Chomsky’s Universal Grammar differs from Greenberg’s Linguistic Universals in the sense that linguistic universals relies on data. It is data driven whereas Universal Grammar is theory driven. In addition, the two types of approaches have a tendency to generate different types of rules. As we have already seen Greenbergian rules are based on the logic that “If a language has feature A then it is likely to have also feature B” Chomskian rules are of a more abstract and structural character and are claimed to be strictly universal rather than just tendencies.
Cook (in Sverker Johansson 1991) gives a number of such rules but here I will limit myself to two of these rules.
a. Structure dependency – all operations on sentences are defined in terms of phrase structure rather than linear sequence.
b. The Head parameter – Each phrase contains a head (main word) and all phrases in a given language have the head in the same position. The head position is however different from language to language which introduces the concept of a parameter governed rule.

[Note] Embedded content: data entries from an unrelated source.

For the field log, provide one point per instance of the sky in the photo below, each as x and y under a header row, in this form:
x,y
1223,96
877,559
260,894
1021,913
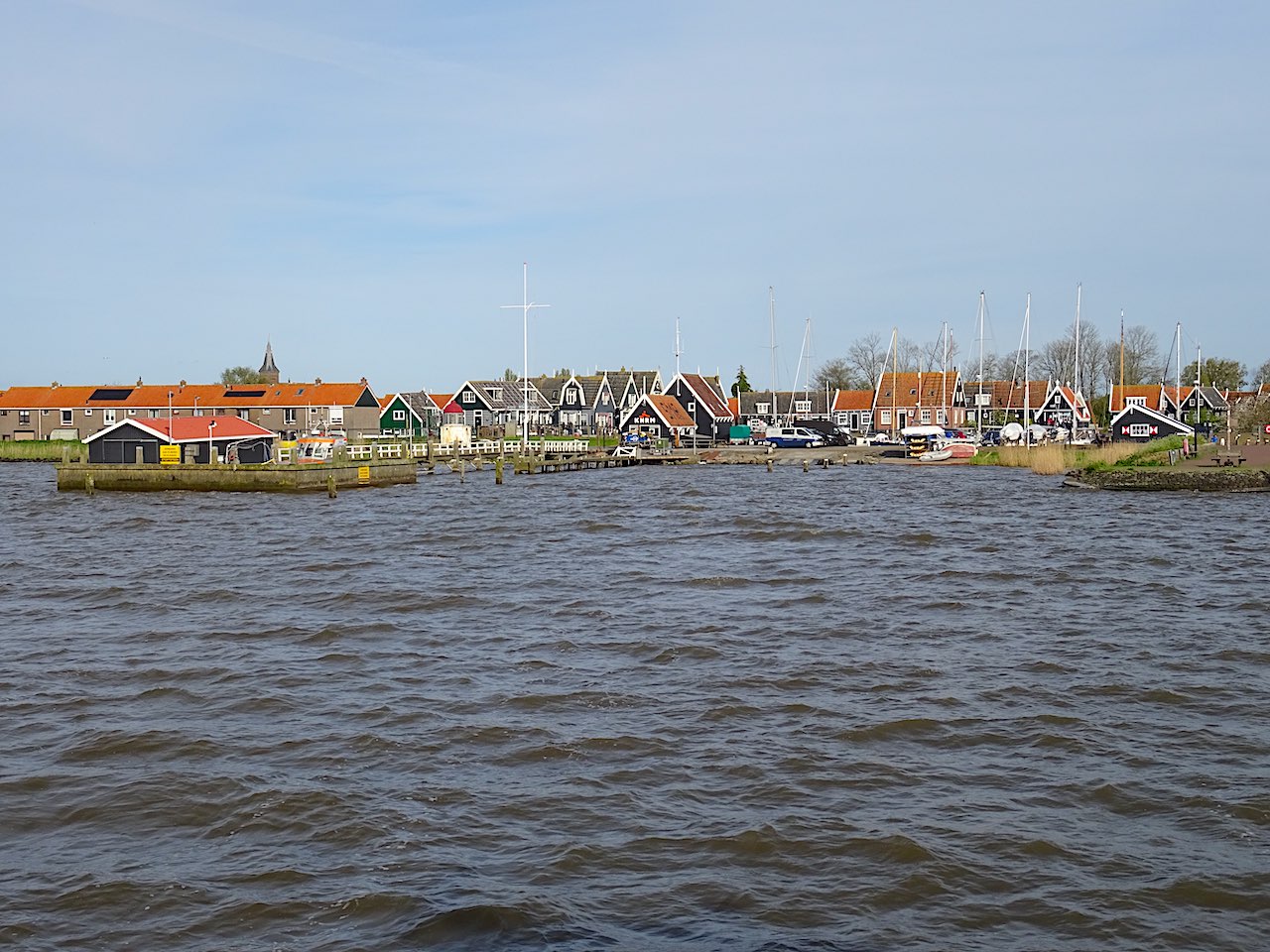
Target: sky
x,y
362,184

The UG theory as proposed by Chomsky (1980) begins with the concept of learner ability. As already seen, Chomsky argues that the ability to learn Grammar is already present in the human brain at birth. According to the theory linguistic ability manifests itself without being taught. Thus by the time children are born they already have linguistic ability. Within this view children are assumed to bring to the task of learning their native language, some abstract linguistic knowledge which constraints the shape of grammar that they are trying to learn. It is further claimed that despite the highly abstract nature of the rules of language children manage to master their native languages in such a short time. Given this scenario, Chomsky argues, there must be something other than language input to which they are exposed that enables them to learn language with relative ease and speed. Universal Grammar is therefore concerned with investigating what this knowledge is and the role it plays in language acquisition.
Intimately connected to UG is the innateness hypothesis. Chomsky claims that human beings have the ability to acquire language and this ability comes from a specific language acquisition device in the brain equipped already at birth with specific grammatical rules and principles which are specifically designed for language learning.
This language acquisition device, which he calls LAD, is what is responsible for language acquisition and it forms universal Grammar. The language acquisition device (LAD) according to Chomsky is a mental organ in any child’s biological inheritance, just like the lungs, liver, hands, feet etc. Chomsky even stretches his argument further by claiming that in “certain fundamental respects we do not really learn language, rather grammar grows in the mind” (Chomsky 1978:1340). In this respect, languages are not learnt instead, like the human cells which grow into various body parts (e.g. lungs, liver hands feet etc) they too grow.
Stretching his comparison of language growth to that of any other body organ, Chomsky argues that certain factors of the environment are crucial in both processes. He argues that, just as water and nourishment are important in the growth of cells in the human body, so are language experiences in the case of language acquisition, these experiences help trigger the growth of the mental organ of language.